Stay in third, and there's a better chance of advancing. The Capitals would play Ottawa, a No. 6 seed, based on standings through Wednesday.

But, once the playoffs start, often times that discrepancy in talent and point production filters out, regardless of seed. Last year, for instance, Florida snagged that No. 3 seed—and home ice—and still lost in the first round to No. 6 New Jersey.

"I think anyone who's competitive, you might not watch it every day, but you kind of have a good feel for it," Penguins defenceman Brooks Orpik said of the race. "I think we've positioned ourselves now that we don't have to worry about trying to get every single little point to get in, which is good."

Pittsburgh clinched the Atlantic Division title by beating the free-falling Carolina Hurricanes 5-3 Tuesday. The Penguins became the first team in the NHL to claim a division crown in this shortened season.

The Blackhawks are close to wrapping up a division crown, even as Anaheim is on the brink of clinching a playoff berth. Blackhawks goalie Ray Emery knows even if the seeds aren't necessarily fair for a couple of teams, the best ones can win out in the playoffs no matter the circumstances.

"Obviously, it's nice to have home ice throughout, but I think it's more important to be playing really well going in," said Emery, who watched from afar as the Kings—playing as the final seed in the West—won the Stanley Cup last June. "You look at past playoffs, where L.A. comes in at No. 8. So, I don't think the standings are necessarily as important as playing well."
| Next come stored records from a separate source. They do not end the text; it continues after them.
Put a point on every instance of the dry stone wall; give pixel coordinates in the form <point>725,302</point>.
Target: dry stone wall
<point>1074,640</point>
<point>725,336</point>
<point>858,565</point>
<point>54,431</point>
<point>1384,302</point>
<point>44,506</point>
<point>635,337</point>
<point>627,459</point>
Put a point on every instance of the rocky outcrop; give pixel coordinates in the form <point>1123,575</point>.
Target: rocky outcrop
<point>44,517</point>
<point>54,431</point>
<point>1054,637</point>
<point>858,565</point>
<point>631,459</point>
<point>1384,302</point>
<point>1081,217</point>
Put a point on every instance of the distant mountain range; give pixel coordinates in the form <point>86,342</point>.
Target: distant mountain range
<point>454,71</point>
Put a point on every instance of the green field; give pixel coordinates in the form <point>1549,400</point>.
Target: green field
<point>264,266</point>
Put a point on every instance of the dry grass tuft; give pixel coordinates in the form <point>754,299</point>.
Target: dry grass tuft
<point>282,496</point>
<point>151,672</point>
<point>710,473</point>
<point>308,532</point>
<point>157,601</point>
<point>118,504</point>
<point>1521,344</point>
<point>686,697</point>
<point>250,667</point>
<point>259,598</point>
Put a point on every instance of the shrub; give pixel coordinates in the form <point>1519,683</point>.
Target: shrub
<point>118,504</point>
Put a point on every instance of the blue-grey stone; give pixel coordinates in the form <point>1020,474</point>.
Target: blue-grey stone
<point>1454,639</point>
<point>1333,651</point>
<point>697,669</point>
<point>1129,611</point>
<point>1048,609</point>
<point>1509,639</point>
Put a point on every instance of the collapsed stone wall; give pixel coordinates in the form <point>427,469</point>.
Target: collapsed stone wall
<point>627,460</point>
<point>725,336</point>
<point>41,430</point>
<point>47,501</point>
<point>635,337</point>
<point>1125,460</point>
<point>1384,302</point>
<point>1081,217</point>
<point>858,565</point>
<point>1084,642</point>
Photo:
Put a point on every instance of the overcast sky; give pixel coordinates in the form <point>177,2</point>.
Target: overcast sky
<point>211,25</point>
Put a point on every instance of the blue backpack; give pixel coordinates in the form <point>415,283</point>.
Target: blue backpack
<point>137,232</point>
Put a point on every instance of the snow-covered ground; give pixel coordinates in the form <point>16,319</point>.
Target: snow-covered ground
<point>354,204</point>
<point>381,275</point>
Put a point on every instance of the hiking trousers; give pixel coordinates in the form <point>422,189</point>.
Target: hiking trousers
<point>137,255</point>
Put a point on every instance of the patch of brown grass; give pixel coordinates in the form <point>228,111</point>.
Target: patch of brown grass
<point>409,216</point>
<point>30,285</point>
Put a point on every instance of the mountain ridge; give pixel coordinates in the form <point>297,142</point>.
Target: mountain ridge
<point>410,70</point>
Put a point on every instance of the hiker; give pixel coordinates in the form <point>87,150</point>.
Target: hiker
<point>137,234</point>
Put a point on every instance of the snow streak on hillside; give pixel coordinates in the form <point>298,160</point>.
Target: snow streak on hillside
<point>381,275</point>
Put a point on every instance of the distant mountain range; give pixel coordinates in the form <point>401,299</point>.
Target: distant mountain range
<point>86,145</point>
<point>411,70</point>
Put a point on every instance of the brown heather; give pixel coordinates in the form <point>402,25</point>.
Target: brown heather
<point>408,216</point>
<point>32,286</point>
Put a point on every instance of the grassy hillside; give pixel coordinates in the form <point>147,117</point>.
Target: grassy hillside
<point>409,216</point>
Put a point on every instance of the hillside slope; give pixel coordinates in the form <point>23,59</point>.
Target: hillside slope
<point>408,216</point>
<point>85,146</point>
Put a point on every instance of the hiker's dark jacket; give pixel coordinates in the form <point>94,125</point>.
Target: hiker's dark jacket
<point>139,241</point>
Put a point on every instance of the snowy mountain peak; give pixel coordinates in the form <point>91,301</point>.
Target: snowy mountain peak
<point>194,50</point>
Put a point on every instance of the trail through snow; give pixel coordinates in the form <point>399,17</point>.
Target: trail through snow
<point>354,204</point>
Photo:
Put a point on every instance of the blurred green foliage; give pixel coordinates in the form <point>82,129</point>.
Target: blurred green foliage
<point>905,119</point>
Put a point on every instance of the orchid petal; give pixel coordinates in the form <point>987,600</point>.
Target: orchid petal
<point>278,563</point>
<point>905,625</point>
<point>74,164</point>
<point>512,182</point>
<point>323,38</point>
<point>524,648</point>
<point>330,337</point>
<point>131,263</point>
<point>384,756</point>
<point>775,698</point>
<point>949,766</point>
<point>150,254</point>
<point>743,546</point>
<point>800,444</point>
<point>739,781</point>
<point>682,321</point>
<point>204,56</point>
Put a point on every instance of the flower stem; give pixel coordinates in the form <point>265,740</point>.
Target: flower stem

Chicago and Pittsburgh can rest up over the final two weeks before the playoffs begin April 30. They'll earn their spot as the top seeds.

But perhaps the right idea is to seed teams Nos. 1-8 based on points. Some front office personnel say there has to be a reward for winning the division, making the current system the right one.

There may not be a right answer—but it can sure make for interesting post-season hockey.

_____

AP Sports Writers Joedy McCreary and Dave Campbell contributed to this report.